Instintivamente se es siempre más indulgente y benévolo consigo mismo que con los otros y estamos prontos a fastidiarnos y criticar el comportamiento ejemplificado y solicitado por Jesús. Así sucedía en la comunidad de Lucas, como lo sabemos por el libro de los Hechos en 11, 3 “¡Has entrado en casa de hombres no circuncisos y has comido junto con ellos!” dicen a Pedro. Así, del mismo modo, continúa sucediendo entre nosotros cada vez que no sabemos testimoniar el amor de Dios, amor que sabe ver, acoger y amar al que está “perdido”.
En el n 1439 del Catecismo de la Iglesia Católica se describe el proceso de conversión y penitencia en base a la parábola del hijo pródigo, del Evangelio de este Domingo.

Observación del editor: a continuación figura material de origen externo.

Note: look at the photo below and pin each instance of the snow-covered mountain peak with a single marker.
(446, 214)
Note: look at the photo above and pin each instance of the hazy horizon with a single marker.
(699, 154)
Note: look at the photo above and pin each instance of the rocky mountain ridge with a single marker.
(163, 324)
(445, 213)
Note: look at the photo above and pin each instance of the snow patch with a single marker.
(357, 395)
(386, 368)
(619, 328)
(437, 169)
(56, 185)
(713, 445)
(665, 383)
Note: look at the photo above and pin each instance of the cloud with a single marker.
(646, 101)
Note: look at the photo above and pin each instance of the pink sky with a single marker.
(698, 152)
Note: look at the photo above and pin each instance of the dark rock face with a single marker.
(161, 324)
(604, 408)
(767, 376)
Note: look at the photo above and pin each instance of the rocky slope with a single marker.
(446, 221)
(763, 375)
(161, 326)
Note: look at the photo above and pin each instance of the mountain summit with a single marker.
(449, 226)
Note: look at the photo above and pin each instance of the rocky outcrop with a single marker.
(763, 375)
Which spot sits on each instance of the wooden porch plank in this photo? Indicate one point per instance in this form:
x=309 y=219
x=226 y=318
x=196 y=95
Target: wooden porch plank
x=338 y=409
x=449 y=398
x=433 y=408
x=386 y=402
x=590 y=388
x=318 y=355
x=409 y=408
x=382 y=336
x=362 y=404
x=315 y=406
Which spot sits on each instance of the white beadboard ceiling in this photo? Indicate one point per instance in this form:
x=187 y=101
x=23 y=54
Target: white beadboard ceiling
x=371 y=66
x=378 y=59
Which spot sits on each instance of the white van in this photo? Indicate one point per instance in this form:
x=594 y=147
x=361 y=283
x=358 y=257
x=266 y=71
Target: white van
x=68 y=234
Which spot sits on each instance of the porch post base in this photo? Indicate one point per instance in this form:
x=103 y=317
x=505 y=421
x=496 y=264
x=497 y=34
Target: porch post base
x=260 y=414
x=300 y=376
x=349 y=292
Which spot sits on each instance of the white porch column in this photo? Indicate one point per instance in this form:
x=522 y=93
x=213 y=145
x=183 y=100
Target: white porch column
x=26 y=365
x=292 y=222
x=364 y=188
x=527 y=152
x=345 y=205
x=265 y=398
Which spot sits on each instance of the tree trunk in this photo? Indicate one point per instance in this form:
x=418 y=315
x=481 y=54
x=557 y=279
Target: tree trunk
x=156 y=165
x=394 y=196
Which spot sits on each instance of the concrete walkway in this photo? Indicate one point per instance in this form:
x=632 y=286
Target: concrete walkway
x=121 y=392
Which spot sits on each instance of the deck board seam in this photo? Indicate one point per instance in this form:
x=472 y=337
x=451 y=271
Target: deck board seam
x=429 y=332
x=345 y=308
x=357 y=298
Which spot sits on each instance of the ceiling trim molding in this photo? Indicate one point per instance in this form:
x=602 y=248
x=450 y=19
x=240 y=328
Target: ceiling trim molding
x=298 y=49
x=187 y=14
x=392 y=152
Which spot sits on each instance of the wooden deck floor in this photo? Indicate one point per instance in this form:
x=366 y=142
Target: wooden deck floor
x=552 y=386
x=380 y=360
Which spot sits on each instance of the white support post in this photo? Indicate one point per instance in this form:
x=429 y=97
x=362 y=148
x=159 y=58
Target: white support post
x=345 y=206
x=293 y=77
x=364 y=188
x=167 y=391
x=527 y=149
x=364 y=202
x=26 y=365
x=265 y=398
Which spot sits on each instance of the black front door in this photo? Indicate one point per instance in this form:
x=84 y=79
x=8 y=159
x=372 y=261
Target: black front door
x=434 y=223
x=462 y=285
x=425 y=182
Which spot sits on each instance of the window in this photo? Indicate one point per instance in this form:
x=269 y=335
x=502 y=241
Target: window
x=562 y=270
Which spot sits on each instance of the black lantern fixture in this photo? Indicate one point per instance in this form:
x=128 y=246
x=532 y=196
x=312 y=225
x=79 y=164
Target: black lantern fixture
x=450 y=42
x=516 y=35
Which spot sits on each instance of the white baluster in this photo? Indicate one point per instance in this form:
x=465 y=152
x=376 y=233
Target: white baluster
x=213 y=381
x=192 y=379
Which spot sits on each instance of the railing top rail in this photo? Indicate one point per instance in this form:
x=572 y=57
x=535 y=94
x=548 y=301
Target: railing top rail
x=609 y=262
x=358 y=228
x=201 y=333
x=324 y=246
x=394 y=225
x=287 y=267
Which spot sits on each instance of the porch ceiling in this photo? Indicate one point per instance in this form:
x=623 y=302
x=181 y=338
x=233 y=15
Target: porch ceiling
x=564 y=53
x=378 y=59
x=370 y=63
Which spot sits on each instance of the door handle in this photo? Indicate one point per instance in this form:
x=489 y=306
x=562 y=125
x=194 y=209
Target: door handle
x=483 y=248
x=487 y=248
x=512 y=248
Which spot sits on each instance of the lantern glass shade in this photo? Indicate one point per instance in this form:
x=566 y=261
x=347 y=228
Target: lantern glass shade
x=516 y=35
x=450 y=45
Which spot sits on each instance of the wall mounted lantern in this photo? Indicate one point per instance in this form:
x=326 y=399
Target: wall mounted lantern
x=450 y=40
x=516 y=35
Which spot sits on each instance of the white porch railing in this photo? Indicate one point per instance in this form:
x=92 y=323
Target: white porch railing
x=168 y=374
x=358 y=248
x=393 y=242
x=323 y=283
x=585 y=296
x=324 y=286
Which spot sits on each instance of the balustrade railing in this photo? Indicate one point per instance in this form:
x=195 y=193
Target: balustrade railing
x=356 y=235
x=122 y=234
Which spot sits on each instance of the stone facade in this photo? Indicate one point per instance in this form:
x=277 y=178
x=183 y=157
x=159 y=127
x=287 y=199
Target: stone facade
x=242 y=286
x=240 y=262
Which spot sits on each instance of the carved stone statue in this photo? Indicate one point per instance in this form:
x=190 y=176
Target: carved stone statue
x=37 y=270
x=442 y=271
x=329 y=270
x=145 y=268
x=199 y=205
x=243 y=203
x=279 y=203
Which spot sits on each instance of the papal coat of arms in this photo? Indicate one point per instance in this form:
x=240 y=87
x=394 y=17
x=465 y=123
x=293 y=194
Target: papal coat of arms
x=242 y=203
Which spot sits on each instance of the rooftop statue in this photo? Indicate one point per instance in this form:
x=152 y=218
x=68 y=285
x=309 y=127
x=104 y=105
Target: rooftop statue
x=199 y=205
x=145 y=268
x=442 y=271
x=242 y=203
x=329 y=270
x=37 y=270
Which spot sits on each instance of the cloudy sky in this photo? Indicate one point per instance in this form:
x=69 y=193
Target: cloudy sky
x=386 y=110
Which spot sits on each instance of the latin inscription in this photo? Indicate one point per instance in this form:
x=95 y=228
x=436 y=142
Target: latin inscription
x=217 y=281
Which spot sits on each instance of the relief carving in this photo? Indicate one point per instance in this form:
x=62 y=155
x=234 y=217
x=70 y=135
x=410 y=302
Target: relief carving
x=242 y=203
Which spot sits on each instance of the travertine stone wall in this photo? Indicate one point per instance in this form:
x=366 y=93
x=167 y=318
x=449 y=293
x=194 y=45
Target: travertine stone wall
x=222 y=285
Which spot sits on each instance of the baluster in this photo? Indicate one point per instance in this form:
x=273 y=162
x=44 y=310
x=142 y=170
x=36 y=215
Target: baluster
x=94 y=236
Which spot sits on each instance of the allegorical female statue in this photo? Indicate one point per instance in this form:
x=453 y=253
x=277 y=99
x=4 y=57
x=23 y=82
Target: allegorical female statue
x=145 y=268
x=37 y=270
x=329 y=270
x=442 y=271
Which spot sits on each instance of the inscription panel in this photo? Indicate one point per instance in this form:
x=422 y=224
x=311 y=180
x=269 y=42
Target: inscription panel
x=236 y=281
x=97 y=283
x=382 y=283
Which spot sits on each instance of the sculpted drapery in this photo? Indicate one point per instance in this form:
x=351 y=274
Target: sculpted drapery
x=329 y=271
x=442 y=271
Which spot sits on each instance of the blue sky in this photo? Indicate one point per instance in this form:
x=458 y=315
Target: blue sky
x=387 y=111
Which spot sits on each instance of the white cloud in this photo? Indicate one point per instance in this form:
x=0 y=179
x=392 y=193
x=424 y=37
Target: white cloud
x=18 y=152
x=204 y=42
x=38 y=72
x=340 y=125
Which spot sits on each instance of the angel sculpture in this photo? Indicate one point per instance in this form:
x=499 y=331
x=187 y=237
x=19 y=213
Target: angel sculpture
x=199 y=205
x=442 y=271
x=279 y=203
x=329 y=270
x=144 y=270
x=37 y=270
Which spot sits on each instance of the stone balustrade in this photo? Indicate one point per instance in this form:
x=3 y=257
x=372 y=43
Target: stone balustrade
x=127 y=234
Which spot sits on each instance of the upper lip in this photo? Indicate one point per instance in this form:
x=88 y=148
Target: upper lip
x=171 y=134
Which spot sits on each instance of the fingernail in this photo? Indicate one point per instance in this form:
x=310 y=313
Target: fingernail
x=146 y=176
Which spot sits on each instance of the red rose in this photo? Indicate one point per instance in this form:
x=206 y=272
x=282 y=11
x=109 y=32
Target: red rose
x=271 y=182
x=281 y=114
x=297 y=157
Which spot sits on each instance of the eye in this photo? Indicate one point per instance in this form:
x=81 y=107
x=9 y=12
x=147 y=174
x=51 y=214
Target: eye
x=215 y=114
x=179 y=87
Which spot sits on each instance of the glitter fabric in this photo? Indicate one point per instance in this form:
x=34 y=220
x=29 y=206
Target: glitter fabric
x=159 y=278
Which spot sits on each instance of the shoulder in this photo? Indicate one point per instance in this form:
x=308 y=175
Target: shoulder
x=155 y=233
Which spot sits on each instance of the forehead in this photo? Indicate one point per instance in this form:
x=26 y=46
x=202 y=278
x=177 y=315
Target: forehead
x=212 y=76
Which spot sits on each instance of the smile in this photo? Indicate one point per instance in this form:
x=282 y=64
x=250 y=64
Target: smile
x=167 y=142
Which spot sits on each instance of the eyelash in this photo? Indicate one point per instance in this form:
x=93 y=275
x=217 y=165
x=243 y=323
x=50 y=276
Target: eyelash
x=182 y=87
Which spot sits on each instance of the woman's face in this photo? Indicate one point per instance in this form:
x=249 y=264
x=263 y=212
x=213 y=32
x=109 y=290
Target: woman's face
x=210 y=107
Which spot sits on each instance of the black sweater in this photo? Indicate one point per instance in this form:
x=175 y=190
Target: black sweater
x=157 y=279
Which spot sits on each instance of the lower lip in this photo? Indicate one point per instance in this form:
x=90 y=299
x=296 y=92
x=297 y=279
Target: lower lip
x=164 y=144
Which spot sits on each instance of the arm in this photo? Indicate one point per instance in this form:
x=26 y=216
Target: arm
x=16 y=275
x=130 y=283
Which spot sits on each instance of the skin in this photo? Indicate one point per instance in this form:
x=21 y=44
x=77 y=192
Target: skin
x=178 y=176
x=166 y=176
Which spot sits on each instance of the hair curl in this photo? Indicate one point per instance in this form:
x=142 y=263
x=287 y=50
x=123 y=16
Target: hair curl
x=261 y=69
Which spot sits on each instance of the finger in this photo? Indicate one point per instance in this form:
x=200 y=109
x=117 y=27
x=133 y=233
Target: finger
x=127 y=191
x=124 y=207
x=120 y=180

El proceso de la conversión y de la penitencia fue descrito maravillosamente por Jesús en la parábola llamada "del hijo pródigo", cuyo centro es "el padre misericordioso" (Lc 15,11-24): la fascinación de una libertad ilusoria, el abandono de la casa paterna; la miseria extrema en que el hijo se encuentra tras haber dilapidado su fortuna; la humillación profunda de verse obligado a apacentar cerdos, y peor aún, la de desear alimentarse de las algarrobas que comían los cerdos; la reflexión sobre los bienes perdidos; el arrepentimiento y la decisión de declararse culpable ante su padre, el camino del retorno; la acogida generosa del padre; la alegría del padre: todos estos son rasgos propios del proceso de conversión. El mejor vestido, el anillo y el banquete de fiesta son símbolos de esta vida nueva, pura, digna, llena de alegría que es la vida del hombre que vuelve a Dios y al seno de su familia, que es la Iglesia. Sólo el corazón de Cristo, que conoce las profundidades del amor de su Padre, pudo revelarnos el abismo de su misericordia de una manera tan llena de simplicidad y de belleza.